Australians spent an estimated $37.8 billion online during the last financial year, with around four in ten of us buying at least one product online during an average four-week period. But there are still pitfalls to be aware of.
Not all online vendors operate on the right side of the law. And that law can be further open to interpretation depending on which country they’re based in. Once your purchase has been delivered and it doesn’t meet your expectations, often the returns process can be lengthy, painful, and ultimately without resolution.
Hands up who has an ill-fitting online purchase languishing in their wardrobes? Sometimes dealing with the admin associated with online returns is better consigned to the ‘too hard’ basket for your own sanity.
But my faith in online shopping has been restored.
Earlier this year I purchased a pair of ASICS sneakers from catchoftheday.com.au. ASICS is not my usual brand but I was facing five weeks in Europe and wanted a shoe that would be able to handle a lot of walking and bike riding and offer me support.
I picked them up for just $100 and put them away for my holiday. On departure day I laced them up and loved then . . . until just ten days into my trip when both shoes started ripping, rendering them no longer waterproof.
I was perplexed.

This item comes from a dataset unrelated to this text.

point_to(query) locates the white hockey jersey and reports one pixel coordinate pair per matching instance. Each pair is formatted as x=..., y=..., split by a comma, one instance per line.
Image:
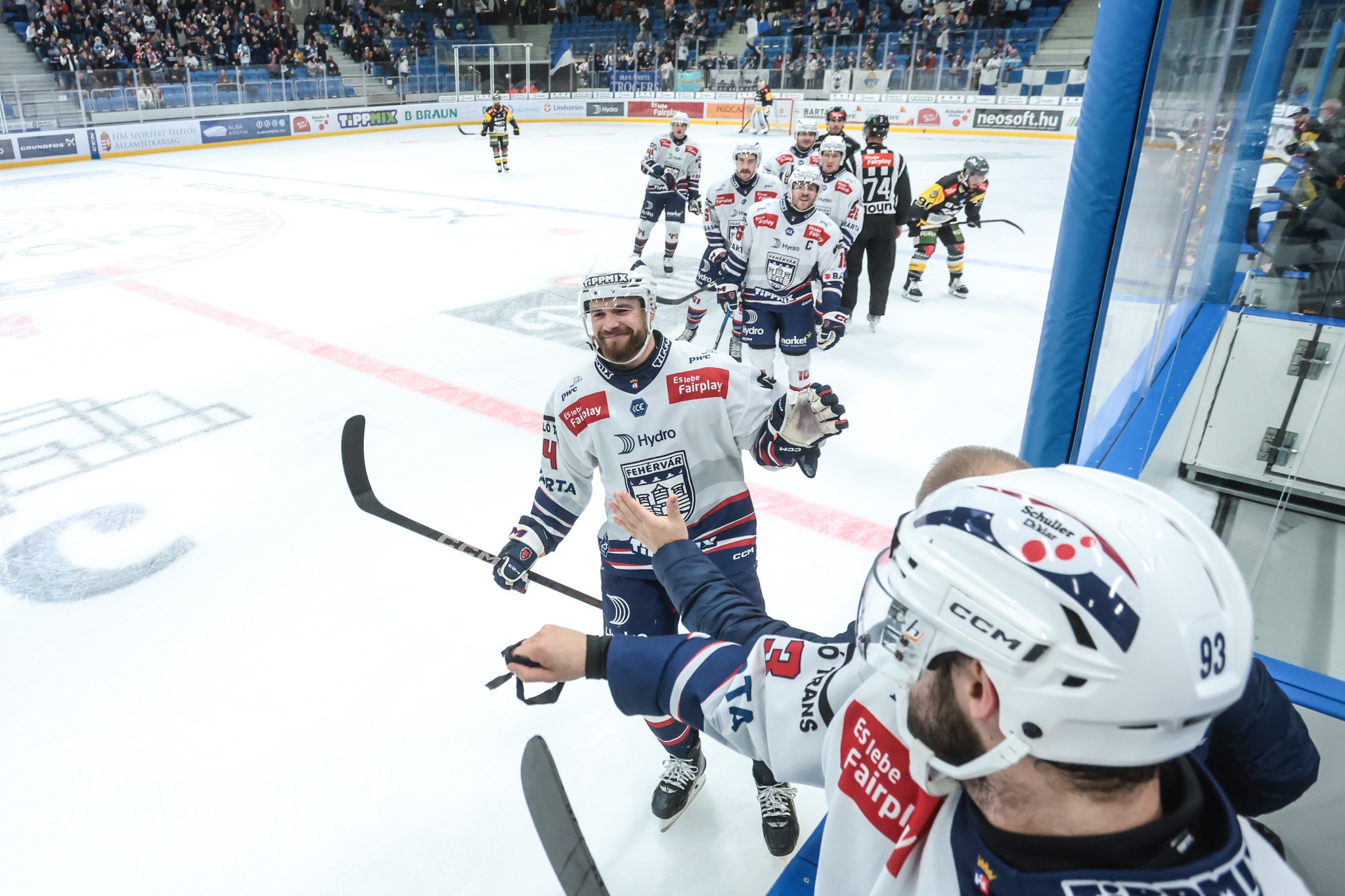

Surely shoes are made to last more than ten days?
So I spoke to ASICS. I was in dire need of a pair of shoes and travelling with just hand luggage so couldn’t fit in a new pair.
They were really keen to help until they realised the shoes had not been bought from one of their stores. Now this is where it gets murky. According to ASICS, due to my shoes being bought from an online provider, they were likely to be parallel imports and not made to the same standards as ASICs sold in Australia.
This blew my mind. Surely branded items are made to the same standard globally? Apparently not . . . (and we’ll leave that story for a follow-up investigation).
So I limped along with my torn, shabby, shoes and once returned to Sydney, contacted catchoftheday directly. And they couldn’t have been more helpful. I was offered a choice of repair, replace or refund immediately. I opted for the refund btw.
I was compensated for having to return the shoes to them. And my complaint was handled online so I could keep track of where I was in the process. It couldn’t have been simpler.
And most impressive of all, it was all perfectly representative of the Australian Consumer Law and how it should protect consumers in these situations.